The designations don’t come easily. Koch’s undergoes numerous third-party audits each year, and they can only grow 7½ pounds of turkeys per square foot, while larger commercial producers typically raise 14 pounds per square foot in their barns.

“We’re growing less turkeys in a barn which means less potential revenue, and it’s a lot more paperwork and attention to details,” Brandon said. “But better animal husbandry practices mean less stress on the bird and a product that’s wholesome and healthy.”

And it’s all produced entirely in house from the time the turkeys arrive as day-old chicks.

Not only are the birds finished on the Kochs’ farms, they are also processed on site in a facility that produces everything from whole turkeys to boneless breasts, turkey burger and deli meat.

Even the feed production is a full-circle process within the family’s business.

While independent feed mills service the 17 Koch’s contract growers throughout Pennsylvania, feed for the two company farms in the Tamaqua area is purchased from surrounding row crop farmers, creating an ag-based economy.


But none of it would be possible without the birds, and the Koch family has settled on two varieties — broad-breasted white and Orlopp Bronze, which is an heirloom breed.

“The whites are an industry standard and they grow well. The Orlopps don’t convert feed to meat as efficiently, which takes longer to grow but they still get a large breast.”

Although the business produces and processes turkeys all year, the Thanksgiving holiday, as expected, represents the busiest season. Koch’s has 100 full-time employees and they add seasonal help in October and November. Last year, they processed 240,000 turkeys for Thanksgiving, and Brandon said they’re on pace to exceed that by 5% this year.

“We have a retail tent at our farm where people can buy a fresh turkey from Nov. 21-27, and that way they don’t have to freeze them before Thanksgiving. That’s really popular,” he said. “Most people want a bird that’s 16-plus pounds for Thanksgiving. Maybe 15% of what we process is boneless breast, and the rest are whole turkeys which are still the leading item for the holiday.”

Still, for a business the size of Koch’s, sales can’t be limited to Thanksgiving alone. They need to sell turkeys year-round, and that means offering other products even when customers aren’t looking for whole birds for the holidays.

“Ground turkey is a huge thing right now. We just added on to our processing facility to do ground turkey in-house,” Brandon said. “There’s also a year-round demand for breast meat, leg meat and deli cuts. We even have a market for the blood and feathers from processing, which goes to a rendering facility and the trimmings go to pet food companies. Nothing from these turkeys goes to the landfill.”

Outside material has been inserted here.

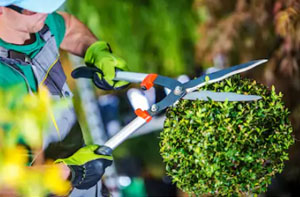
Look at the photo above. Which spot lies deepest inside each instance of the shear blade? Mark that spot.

Since Duane Koch made the decision to change the feed and go antibiotic-free in the 1990s and put the company on a new path, Brandon is still considering different directions to explore. He’d like to expand the organic side of the business and grow the value-added (non GMO, organic) product line with turkey burger, sausage and meatballs.

Whatever direction the business takes, perhaps the biggest benefit for Brandon is one that he shares with his customers.

“I like to eat turkey as much as anyone. I eat it a couple times a week and I love the smoked breast,” Brandon said. “I see plenty of turkeys every day, but I never get tired of it.”